Powered by this technology, myTracker helped video-editing app Efectum grow its audience significantly through general advertising sources like Google Ads and TikTok. This enabled Efectum to more than double its return on marketing spend by focusing on the channels with customers who have a higher LTV (based on the predictions).
One of the key weaknesses of predictive analytics is the poor ability to factor in qualitative shifts or fluctuations after the bifurcation points. As all these algorithms are based on quantitative probability methods, they face difficulties when it comes to predicting user behaviour after sudden and significant changes.
Say you announced a big discount or promo, resulting in more customers buying your products.
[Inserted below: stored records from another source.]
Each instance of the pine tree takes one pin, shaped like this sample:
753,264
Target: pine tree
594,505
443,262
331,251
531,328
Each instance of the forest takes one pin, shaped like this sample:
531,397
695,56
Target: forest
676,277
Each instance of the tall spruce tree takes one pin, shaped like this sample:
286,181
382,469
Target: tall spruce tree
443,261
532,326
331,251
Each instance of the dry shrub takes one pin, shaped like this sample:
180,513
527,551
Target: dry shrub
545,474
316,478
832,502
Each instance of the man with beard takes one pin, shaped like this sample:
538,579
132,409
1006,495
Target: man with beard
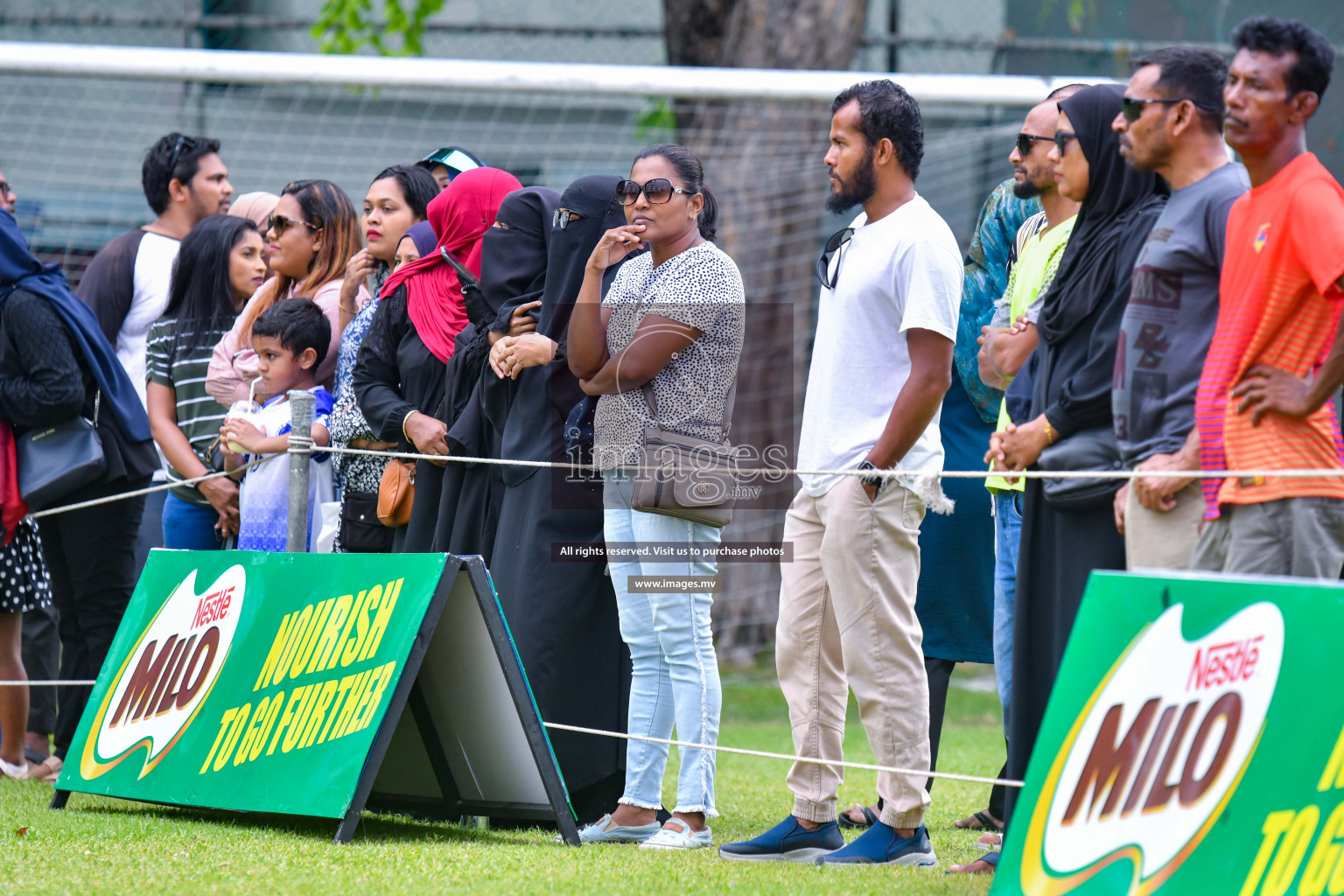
1005,346
1171,122
127,283
880,364
1277,355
Is this only a temporary effect? If yes, when will it be reversed? Will it lead to a higher or lower LTV of an average user?
Predicting such effects is a challenging task for an algorithm, which may produce a less accurate LTV prediction after a successful promo. Another factor likely to impact the analysis is a change in ad monetization or overall app development strategy. The system detects unexpected activity and makes relevant adjustments to models by flattening the peaks. Yet, 100% accuracy cannot be guaranteed in this case.
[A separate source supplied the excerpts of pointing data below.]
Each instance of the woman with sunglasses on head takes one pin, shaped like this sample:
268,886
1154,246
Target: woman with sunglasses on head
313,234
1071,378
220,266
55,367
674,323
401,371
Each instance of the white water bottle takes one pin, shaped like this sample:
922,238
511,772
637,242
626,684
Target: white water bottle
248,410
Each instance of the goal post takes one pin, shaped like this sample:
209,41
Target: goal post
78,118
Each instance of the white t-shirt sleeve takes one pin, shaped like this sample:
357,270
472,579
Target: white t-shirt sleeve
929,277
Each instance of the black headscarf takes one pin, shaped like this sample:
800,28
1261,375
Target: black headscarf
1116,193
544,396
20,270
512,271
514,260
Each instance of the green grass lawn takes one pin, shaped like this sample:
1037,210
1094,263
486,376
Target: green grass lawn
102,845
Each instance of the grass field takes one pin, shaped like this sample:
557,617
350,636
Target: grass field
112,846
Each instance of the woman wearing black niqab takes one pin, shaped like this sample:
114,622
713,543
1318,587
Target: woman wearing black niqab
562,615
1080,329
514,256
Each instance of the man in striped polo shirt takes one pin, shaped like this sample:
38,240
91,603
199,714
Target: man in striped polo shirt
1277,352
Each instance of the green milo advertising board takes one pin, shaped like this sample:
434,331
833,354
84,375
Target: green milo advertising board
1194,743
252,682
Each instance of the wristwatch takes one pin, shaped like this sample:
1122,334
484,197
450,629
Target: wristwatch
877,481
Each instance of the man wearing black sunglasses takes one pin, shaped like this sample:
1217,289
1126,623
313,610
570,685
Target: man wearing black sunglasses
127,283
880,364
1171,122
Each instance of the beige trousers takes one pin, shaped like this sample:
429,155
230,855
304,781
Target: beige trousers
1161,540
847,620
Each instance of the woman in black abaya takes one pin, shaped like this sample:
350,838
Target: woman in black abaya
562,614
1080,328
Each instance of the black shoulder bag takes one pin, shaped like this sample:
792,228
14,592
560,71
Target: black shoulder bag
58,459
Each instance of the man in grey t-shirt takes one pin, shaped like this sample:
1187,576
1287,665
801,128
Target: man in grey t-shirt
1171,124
One of the greatest strengths of myTracker’s model is its ability to predict revenue generation from any group of users. Thanks to the model mix, we are less dependent on historical data for a similar cohort. Even if no historical data is available, the system makes calculations based on user behavior in similar apps.
This means that you can have an accurate estimate for any cross section (by age, sex, country or add campaign).
Different types of payments (in-app payments, subscriptions, ad monetization) may vary substantially. Subscription payments can drop, while ad revenues may increase. Their trends may often move independently of each other.
This is why myTracker employs different approaches to tackle each type of payment. Some of them would need a regression tree model, while for others a simple approximation of the logarithm function works better.
myTracker can predict Lifetime Value (total revenue from a user since app installation) with an accuracy of 70–80% on the 30th, 60th, 90th and 180th day of the app installation.
The more data we collect by app, revenue type or other metrics, the more accurate myTracker's prediction will be. All methods that we use in myTracker are regularly validated. On top of that, the prediction quality is controlled on an ongoing basis, with some models discarded automatically and others becoming more dominant.
LTV prediction is a valuable marketing tool to analyze apps with in-app purchases or subscriptions and assess revenues by advertising channel and campaign before you spend money on them.
Relying on billions of actions, myTracker models are capable of making up-to-date predictions from the first days of use. As your app data accumulates and the models are trained to adapt to a specific audience, predictions become increasingly accurate.
Integrate myTracker SDK into your app. More instructions on how to do this are available here.
Go to our Constructor and select the prediction period in the Metrics → LTV Prediction section.
More information about myTracker’s approximation and linear LTV prediction models can be found here.
myTracker does not limit itself to LTV predictions. We are now working to improve the tools to deliver more predictive insights. You will soon have access to predictions of churn rate (Churn), DAU and MAU. These will be most helpful in predicting the customer reaction to new features or changes in the product marketing strategy.